Question

The sum of the squares of three consecutive odd numbers is 83. Find the numbers.

Answer 1

In order to represent three consecutive odd numbers, we can use the expressions "x", "x+2" and "x+4".
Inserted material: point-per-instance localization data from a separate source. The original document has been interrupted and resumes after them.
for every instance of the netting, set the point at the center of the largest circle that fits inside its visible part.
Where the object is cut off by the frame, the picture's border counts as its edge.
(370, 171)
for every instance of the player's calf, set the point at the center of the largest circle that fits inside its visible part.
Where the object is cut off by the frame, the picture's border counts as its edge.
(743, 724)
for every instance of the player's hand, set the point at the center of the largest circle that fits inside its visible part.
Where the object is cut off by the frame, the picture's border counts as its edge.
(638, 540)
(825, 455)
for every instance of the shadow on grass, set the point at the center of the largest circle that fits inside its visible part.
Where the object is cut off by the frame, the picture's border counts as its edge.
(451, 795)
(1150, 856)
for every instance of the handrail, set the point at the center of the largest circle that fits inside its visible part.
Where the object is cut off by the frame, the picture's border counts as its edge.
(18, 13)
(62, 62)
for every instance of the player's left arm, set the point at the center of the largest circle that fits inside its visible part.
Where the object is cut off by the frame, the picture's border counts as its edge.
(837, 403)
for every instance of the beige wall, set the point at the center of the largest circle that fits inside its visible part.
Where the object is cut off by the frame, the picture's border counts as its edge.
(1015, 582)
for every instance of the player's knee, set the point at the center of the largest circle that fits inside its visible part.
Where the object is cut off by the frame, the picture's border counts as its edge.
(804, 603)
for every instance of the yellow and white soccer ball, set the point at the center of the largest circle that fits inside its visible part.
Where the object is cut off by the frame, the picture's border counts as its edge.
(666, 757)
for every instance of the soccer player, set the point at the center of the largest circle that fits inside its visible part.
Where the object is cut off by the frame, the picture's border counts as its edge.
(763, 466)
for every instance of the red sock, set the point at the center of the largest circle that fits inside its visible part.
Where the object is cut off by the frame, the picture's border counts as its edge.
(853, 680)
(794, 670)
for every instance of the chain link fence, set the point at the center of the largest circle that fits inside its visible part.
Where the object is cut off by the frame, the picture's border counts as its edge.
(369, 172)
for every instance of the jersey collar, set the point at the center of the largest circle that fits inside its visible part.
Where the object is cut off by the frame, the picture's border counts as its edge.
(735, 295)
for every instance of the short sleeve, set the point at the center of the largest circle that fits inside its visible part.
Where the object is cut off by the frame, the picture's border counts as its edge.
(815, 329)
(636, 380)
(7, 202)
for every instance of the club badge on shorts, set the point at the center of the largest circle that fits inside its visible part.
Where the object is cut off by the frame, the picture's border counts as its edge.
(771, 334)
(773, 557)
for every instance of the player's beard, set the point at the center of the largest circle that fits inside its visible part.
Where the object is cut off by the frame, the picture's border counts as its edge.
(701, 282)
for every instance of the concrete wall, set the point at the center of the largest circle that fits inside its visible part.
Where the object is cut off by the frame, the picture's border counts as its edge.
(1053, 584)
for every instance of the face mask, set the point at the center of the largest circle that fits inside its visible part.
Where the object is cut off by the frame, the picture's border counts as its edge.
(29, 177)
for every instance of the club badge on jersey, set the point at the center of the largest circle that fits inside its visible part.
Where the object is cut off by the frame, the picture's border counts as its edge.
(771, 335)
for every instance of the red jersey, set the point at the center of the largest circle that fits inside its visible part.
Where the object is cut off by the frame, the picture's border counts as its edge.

If we add the square of each number, the result is 83, so we can write the following inequality:

`\begin{gathered} x^2+(x+2)^2+(x+4)^2=83\\ \\ x^2+x^2+4x+4+x^2+8x+16=83\\ \\ 3x^2+12x+20=83\\ \\ 3x^2+12-63=0\\ \\ x^2+4x-21=0 \end{gathered}`

Let's solve this quadratic equation using the quadratic formula, with a = 1, b = 4 and c = -21:

`\begin{gathered} x=(-b\pm√(b^2-4a)c)/(2a)\\ \\ x=(-4\pm√(16+84))/(2)\\ \\ x=(-4\pm10)/(2)\\ \\ x_1=(-4+10)/(2)=(6)/(2)=3\\ \\ x_2=(-4-10)/(2)=(-14)/(2)=-7 \end{gathered}`

If we assume the numbers are positive, the numbers are 3, 5 and 7.

(The other result, with negative numbers, would be -7, -5 and -3).